Confirmação de uma rolha com o tal chocolate, intenso, aliado
a uma amplitude de frutos doces, mais compotas de morango e figo do que fruta
madura, ou frutos vermelhos, logo a abrir com uma tonalidade inigualável, com
algumas notas vegetais, do barro, e de ervas aromáticas, em ritmo forté.
Cor rubi, a segundo mais forte dos três, com uma pimenta
forte, nível alcoólico que se esboroa nalguma madeira, com a acidez marcada,
apesar do final curto, do início adstringente, de algumas notas de pistachio em
parceria com o chocolate.
Que se esvanece. Talvez por ser reserva, com outras
características, e castas, a tonalidade (no nariz) do cacau, e que se
percepciona inicialmente, vai desaparecendo à medida que a prova avança.
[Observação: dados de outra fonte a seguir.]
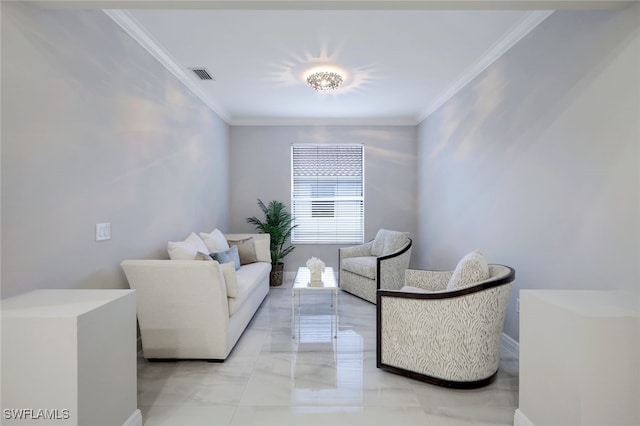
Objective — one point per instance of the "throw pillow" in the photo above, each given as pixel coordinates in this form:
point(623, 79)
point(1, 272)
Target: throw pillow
point(187, 249)
point(246, 250)
point(214, 241)
point(470, 270)
point(226, 256)
point(203, 256)
point(230, 278)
Foi
uma surpresa e uma aprendizagem. Primeiro, porque pressentiu-se que a concepção
e o estágio relevam para o resultado, que afina e arranca para além do esperado
porque o resultado obtido das castas inverte os pressupostos, e podem diferir
neste caso porque as castas Trincadeira e Aragonês estavam ausentes.
Se por um lado temos uma ligação óbvia à doçaria, que o
vinho anterior também configura, esta escolha pode representar uma achega
aquelas receitas com menos açúcar, que vêem nesta possibilidade uma parceria
que as deixa em lugar primordial. Com queijos, então, o limite da prova é
alcançado. Foi importante perceber melhor a diferença de comportamento entre
castas, e esta variação é uma vantagem pela razão de termos tantas opções à mão
de semear.
ConclusõesNuma nota final, entenda-se que qualquer destes vinhos tem potencial para aguentar uma refeição inteira. Quer tintos, quer brancos (alguns mais complexos), têm, podem ter, esta capacidade, este potencial. Contudo, as diferenças encontradas, e que determinam a escolha, merecem referência. De todos, o menos generoso foi o primeiro, Quinta de Sant’Ana 2009 - Pinot Noir. É também o mais invulgar. Parece um rosé mais escuro, e as suas características determinam o seu uso em ocasiões especiais. O preço é também inferior, por exemplo, ao segundo, o mais caro dos três. 23 Barricas, é também um nome que se retém. Se levarmos em conta o factor ‘generoso’, este é vinho que vence a prova, com a sua complexidade, riqueza de carácter, e que sem ser invulgar, é fundamental conhecer (tal como os outros três, por outros motivos). Muitos taninos, uma cor excepcional, uma diversidade de amplitude de prova, confere-lhe uma riqueza elementar. A última escolha, que não é bem a última, porque equilibrada com o vinho do Tejo (Quinta de Sant’Ana), digamos que é um segundo lugar ex-equo, serve o propósito dos mais austeros, que optam por um vinho alentejano sem a conotação excessivamente doce que se encontra na maior parte da oferta das produções daquela planície, com reminiscências ao Dão (que saudades!), com muita identidade, e que desejam completar uma refeição deixando o prato sair como protagonista. Resumindo, 1º: Herdades dos Grous 2010 – 23 Barricas, 2º: Quinta de Sant’Ana 2009 – Pinot Noir e Quatro Caminhos Reserva 2009, ex-equo. São os vinhos da semana.